As with every re-issue from Resonance, the team led by George Klabin work meticulously to preserve the best sound quality and recast that which is perilously close to being lost. And so, production values are superb throughout these two discs. Even when the captured sound of the originals on the set from Academie voor Beeldende Kunst in Arnhem on May 3rd, 1967 seems to suffer from sub-standard acoustics [compared to the pristine acoustic environment of the VARA Studio in Hilversum and the Go-Go Club in Loosdrecht, both from May 5th, 1967], Messer’s Klabin and Gala make a heroic effort to “restore” quality that simply wasn’t there in the first place. But we should be prepared to put up with a little more tape hiss in exchange for quality music. After all this music by one of the greatest masters of all time and it is, as always, something to die for…

Track list – Disc One [Live at VARA Studio 5, Hilversum, the Netherlands May 5, 1967] 1: Blue Room; 2: Four; 3: Love Walked Right In; 4: Tune Up [Live at the Go-Go Club, Loosdrecht, the Netherlands, May 5, 1967] 5: Sonnymoon for Two; 6: In Walked Bud; [Live at Academie voor Beeldende Kunst, Arnhem, the Netherlands, May 3, 1967] 7: Three Little Words; Disc Two – 1: They Can’t Take That Away From Me/Sonnymoon for Two; 2: On Green Dolphin Street/There Will Never Be Another You; 3: Love Walked In; 4: Four

Personnel – Sonny Rollins: tenor saxophone; Ruud Jacobs: contrabasse; Han Bennink: drums

Released – 2020
Label – Resonance Records [HCD 2048]
Disc One 1:03:28 Disc Two – 1:06:47

Based in Canada, Raul da Gama is a Canadian poet, musician and accomplished critic whose profound analysis is reinforced by his deep understanding of music, technically as well as historically.

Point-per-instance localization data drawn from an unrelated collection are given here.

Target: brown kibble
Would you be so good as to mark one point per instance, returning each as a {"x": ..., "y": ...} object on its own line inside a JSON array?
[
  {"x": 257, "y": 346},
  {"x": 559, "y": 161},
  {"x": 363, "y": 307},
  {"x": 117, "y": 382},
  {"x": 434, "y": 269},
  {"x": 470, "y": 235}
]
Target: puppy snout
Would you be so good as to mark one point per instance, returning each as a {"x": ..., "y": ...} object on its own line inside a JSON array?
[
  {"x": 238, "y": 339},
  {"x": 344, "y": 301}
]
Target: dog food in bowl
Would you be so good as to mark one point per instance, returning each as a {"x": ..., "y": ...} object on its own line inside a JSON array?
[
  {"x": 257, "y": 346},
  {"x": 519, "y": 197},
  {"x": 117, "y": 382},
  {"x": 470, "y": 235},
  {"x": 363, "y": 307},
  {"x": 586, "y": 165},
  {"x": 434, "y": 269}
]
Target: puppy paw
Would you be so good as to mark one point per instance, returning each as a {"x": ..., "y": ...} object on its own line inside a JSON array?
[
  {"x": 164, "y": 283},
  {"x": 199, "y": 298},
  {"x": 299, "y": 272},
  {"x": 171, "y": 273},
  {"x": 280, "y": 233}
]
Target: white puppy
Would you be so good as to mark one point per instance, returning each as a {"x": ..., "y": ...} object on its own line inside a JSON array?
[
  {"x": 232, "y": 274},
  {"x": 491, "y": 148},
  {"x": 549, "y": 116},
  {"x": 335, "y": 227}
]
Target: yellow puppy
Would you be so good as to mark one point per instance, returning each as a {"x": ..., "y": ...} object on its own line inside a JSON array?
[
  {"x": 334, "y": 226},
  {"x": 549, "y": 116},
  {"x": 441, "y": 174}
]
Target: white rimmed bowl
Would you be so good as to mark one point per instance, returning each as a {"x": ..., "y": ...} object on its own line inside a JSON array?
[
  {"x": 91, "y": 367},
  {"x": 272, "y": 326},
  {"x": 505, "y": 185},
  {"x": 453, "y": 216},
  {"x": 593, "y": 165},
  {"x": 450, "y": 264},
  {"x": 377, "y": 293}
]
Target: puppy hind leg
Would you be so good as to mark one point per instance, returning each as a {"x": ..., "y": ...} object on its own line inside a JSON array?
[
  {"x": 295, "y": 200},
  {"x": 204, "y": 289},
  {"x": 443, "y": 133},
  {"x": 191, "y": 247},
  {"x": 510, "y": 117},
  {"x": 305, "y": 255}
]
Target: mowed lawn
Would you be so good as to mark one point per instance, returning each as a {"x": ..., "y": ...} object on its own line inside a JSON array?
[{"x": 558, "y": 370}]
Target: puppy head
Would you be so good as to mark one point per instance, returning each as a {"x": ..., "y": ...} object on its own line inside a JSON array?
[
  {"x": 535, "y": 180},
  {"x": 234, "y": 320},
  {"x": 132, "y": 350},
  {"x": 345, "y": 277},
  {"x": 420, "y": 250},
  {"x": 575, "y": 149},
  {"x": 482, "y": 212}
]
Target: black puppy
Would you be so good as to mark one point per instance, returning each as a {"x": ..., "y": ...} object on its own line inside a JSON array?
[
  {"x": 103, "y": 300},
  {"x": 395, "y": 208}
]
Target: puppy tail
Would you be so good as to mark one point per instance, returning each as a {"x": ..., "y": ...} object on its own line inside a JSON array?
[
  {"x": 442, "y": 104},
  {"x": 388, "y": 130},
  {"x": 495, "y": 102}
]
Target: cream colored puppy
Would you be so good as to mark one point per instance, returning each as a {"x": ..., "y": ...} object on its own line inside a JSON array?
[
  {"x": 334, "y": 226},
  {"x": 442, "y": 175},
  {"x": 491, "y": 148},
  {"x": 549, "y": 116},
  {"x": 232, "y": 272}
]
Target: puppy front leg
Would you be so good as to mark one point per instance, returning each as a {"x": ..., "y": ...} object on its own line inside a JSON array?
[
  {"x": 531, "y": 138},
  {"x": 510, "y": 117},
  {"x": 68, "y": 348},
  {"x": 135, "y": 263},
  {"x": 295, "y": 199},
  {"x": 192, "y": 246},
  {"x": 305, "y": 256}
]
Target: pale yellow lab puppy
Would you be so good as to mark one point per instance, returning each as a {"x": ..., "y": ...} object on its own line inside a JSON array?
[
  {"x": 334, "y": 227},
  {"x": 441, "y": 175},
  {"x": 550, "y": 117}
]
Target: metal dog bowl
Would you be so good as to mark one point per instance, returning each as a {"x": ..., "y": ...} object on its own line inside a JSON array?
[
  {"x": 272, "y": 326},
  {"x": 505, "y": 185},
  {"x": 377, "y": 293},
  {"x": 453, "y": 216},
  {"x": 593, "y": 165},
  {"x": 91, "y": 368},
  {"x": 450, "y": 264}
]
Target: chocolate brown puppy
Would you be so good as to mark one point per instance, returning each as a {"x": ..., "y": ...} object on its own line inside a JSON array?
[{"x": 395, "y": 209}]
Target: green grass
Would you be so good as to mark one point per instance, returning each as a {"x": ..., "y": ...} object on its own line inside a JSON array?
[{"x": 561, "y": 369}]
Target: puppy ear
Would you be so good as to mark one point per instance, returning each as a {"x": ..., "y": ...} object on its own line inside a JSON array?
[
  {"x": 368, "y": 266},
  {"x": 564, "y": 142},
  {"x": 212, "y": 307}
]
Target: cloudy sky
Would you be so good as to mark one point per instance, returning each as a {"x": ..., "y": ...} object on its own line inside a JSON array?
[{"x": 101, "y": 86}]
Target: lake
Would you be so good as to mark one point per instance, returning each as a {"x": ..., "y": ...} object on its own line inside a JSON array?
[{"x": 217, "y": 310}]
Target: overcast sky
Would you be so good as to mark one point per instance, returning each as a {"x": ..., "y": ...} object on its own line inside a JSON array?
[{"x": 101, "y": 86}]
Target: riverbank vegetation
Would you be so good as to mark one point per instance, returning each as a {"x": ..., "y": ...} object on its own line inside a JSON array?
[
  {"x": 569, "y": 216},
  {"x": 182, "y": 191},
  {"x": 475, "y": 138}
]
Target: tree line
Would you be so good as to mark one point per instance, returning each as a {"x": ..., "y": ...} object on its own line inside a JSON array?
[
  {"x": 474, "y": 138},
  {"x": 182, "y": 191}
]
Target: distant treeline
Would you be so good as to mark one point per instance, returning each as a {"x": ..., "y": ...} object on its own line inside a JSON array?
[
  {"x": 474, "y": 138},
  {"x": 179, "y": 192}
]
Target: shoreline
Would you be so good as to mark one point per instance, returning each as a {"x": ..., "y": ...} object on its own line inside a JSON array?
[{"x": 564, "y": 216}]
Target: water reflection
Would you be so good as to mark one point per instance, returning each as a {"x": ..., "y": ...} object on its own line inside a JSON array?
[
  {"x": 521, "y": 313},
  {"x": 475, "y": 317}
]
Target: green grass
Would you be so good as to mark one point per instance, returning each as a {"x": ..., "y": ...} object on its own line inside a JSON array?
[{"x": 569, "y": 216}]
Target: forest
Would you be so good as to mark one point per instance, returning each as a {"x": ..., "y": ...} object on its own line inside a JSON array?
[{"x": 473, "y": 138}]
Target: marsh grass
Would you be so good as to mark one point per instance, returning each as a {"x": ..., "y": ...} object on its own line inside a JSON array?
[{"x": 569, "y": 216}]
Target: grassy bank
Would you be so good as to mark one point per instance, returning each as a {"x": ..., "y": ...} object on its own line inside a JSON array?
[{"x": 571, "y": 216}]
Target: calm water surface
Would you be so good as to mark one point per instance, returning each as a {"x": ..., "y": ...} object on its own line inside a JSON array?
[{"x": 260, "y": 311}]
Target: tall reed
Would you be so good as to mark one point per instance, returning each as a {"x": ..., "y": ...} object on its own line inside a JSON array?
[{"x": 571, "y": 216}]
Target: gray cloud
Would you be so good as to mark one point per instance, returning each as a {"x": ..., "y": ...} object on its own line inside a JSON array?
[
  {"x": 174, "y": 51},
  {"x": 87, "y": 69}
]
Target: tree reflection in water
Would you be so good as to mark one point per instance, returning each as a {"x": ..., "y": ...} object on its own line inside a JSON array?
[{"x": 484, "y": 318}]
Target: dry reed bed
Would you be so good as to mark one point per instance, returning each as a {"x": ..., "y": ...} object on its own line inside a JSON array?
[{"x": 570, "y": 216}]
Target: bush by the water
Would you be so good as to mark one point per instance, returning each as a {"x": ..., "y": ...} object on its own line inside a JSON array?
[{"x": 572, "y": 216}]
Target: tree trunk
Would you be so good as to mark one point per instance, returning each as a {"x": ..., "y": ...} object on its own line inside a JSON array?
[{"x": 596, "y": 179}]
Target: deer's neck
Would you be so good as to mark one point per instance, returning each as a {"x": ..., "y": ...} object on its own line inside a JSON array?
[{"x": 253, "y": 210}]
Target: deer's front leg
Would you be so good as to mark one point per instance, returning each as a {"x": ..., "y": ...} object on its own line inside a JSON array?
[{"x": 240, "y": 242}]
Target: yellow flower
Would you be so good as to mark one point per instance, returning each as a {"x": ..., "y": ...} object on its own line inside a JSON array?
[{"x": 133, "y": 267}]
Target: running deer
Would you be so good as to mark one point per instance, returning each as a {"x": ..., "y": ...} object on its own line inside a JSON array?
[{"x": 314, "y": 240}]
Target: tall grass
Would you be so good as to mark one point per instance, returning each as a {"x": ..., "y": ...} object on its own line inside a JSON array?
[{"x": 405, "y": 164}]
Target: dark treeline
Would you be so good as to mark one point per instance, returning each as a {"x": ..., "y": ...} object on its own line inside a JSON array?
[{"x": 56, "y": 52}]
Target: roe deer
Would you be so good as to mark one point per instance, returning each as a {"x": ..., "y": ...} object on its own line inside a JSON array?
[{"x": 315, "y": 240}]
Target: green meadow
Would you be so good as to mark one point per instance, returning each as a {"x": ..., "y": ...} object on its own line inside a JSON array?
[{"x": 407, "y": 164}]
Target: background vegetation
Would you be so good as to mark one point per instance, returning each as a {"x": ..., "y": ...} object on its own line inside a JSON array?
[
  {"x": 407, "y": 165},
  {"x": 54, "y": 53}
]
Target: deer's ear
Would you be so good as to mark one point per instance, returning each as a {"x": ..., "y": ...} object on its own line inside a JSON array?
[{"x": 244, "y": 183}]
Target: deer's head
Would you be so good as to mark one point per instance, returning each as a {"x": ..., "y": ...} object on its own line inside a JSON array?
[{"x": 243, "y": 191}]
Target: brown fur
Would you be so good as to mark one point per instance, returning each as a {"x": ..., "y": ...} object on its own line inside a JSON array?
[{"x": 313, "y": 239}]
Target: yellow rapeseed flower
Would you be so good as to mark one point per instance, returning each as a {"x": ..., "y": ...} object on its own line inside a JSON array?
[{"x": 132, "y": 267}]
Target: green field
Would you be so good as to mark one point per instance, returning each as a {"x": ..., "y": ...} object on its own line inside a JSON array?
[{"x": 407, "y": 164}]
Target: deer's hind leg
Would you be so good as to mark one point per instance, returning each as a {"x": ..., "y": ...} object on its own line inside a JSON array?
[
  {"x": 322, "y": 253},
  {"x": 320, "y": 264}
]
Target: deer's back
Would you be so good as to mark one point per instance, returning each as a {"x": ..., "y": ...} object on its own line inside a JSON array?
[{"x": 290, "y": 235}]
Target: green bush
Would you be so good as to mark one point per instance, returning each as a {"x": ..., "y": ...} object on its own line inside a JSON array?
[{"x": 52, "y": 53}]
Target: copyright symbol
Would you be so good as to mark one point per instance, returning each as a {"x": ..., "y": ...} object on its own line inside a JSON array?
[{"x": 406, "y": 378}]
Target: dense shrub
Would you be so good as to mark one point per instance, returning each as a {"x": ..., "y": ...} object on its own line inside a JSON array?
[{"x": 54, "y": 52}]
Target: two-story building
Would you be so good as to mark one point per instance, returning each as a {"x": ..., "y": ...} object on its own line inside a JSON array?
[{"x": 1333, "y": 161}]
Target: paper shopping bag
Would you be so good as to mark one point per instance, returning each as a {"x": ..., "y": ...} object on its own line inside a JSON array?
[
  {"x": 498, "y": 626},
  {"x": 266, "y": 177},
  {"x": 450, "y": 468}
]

Raul studied music at Trinity College of Music, London and has read the classics, lived and worked in three continents and believes that there is a common thread running through every culture on earth. It is this unifying aspect of humanity that occupies his thoughts each day as he continues to write poetry and critique music. His last book was The Unfinished Score: The Complete Works of Charles Mingus, a book that relocated the life and works of the great American composer and bassist, Charles Mingus, to the landscape of poetry. He is currently at work on a poem of some length.